We were at a Point Roberts party this weekend when I had a brief conversation with someone I had just met who told me that, although he now lived in Vancouver, he used to live in Point Roberts.
“What a loss,” I said, extending my sympathies, as it were.
He didn’t seem so sure although he acknowledged that “it was a nice house.”
“Where was it?” I asked.
“Down by the boondocks,” he responded.
“Well, the whole place is pretty much the boondocks,” I countered, asking for something more precise.
“No, The Boondocks,” he explained, making it clear that it was a place name, not a description.
“Where was that?” I asked.
“Down at the foot of South Beach.”
“But I live near South Beach…and there’s nothing named that there. Or at least not for the past fourteen years.”
“God! Has it been that long?” And we went on to talk about what had replaced The Boondocks, specifically a restaurant named the South Beach House, run by Max and Diane who, apparently, also ran The Boondocks.
I’ve never heard of The Boondocks. Although I’ve eaten a dozen times or more at the South Beach House, and have talked some to Max and Diane and their grown children as well, nobody has ever mentioned The Boondocks. And that’s not because it wasn’t a wonderful place, as this fellow assured me it was, but because life in Point Roberts is very transitory. People, and places, come and go. Well that’s true anyplace, of course, but here it is the more notable because there are so few people, so few places. And the places do occasionally come but mostly they seem to go. Since we’ve been here, The Breakers (a bar beloved by apparently everyone in Vancouver) has gone, as has Blackberries clothing store, the prom dress shop, The Secret Garden (tourist gifts), The Roof House Restaurant, and the Maple Beach general store. What has come includes a kind of dollar store called McFrugals, and The Big Maple Studio and Gallery which has mostly hand-made goods of various sorts, and the Café Cappana.
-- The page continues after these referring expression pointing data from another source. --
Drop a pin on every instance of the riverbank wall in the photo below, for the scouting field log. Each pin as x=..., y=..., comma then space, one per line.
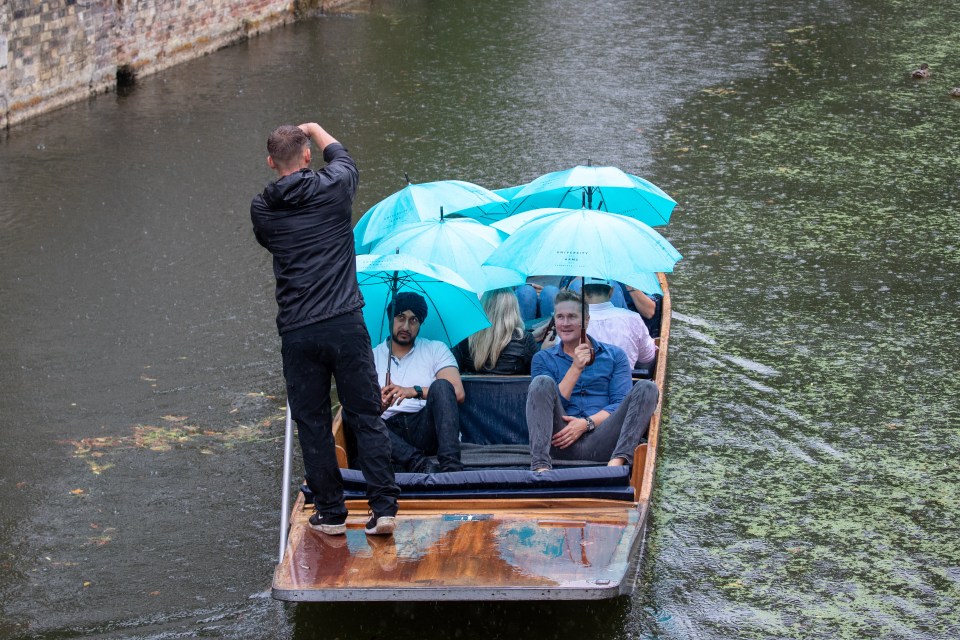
x=57, y=52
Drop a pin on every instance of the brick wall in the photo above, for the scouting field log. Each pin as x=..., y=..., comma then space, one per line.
x=54, y=52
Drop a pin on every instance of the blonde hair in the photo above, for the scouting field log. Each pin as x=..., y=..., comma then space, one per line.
x=503, y=311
What has come AND gone includes The White House (a thrift/recycle place), Christie’s (interior décor), the Maple Beach Restaurant, Sunflowers (another craft gallery), and Brewster’s Restaurant. So just add The Boondocks and all the other places that gave it up before I got here to that list.
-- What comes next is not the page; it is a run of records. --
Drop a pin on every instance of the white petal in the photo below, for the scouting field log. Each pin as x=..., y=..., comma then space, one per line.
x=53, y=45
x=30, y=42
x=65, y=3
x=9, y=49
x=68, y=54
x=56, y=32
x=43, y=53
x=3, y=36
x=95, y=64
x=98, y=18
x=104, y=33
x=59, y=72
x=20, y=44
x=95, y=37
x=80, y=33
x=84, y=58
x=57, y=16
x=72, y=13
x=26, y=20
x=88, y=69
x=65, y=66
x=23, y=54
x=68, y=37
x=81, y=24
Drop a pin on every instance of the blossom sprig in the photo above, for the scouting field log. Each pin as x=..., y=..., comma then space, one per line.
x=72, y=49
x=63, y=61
Of course, there are lots of places that were here before we got here and will probably be here after we leave. Perhaps the most likely of those stayers to keep on staying is The Liberty Wine Shop, a purveyor of fine wines, a place I never even remember is here, probably because I am not a consumer of fine wines. I was reading an article in the New York Times today about some guy whose house was ‘under water’ (meaning it was now worth less than he owed on it) and he was talking about how he was holding tight right now. However, he said, there were limits: he was not about to give up his $24 bottle of Petit Surrah. Well, I just stand astounded and astonished. But that’s why The Liberty Wine Shop will probably always be here in Point Roberts.
I have less tolerance for change than I used to, of course, because I’m an old person. I think that we all have in our genes only so much ability to cope with change and by one’s 8th decade, the ability is likely to be running low. So, I’d like the places that are here to hang on for awhile in order to outlast the comings and goings of the current people, especially me. The old timers talk about Ben’s Store as if it had closed a few weeks ago, not a few decades ago and doubtless if I last another ten years, I’ll not only be talking about Brewster’s the way that fellow was talking about The Boondocks, but also talking to people who don’t know what I’m talking about. Well, la plus ca change, etc.
Tuesday, November 11, 2008
Subscribe to:
Post Comments (Atom)
2 comments:
Hi Judy, I just read your blog where you mentioned the Boondocks. Maybe other people have written in but I thought I would tell you how great that place was. I guess it did start at South Beach but then there was something that happened that no one talked about and it moved to the old cannery. That place had many different metamorphoses. We always had the best time there. I imagine it was in the late 70's and early 80's. A band called The Bradford's played there. They lived in Pt.Roberts and were family and came from Bradford in England. The daughter sang and they really rocked the place. We shut it down so many times. Danced with our kids and whoever came for the weekend. We had many memorable nights there and we could walk home! At one time there were different rooms at the Cannery and they even had an art gallery of the World's Worst Paintings. Anyway, I thought I would add this to the best places gone from Pt.Roberts
I too remember the Boondocks but when it was next to Lighthouse Park (where that big yellow building now stands). When I first moved to the Point (in 1989) my kids and I ate there often as it was just up the street form where I worked at the time, The Breakers. That place was really hopping back then too.
I have since moved away (about 5 months ago to Joshua Tree California) and your blog is one of the many ways I stay in touch with what's up. Thank you and please say hi to Ed from Debbie (of Whidbey Tel fame :)).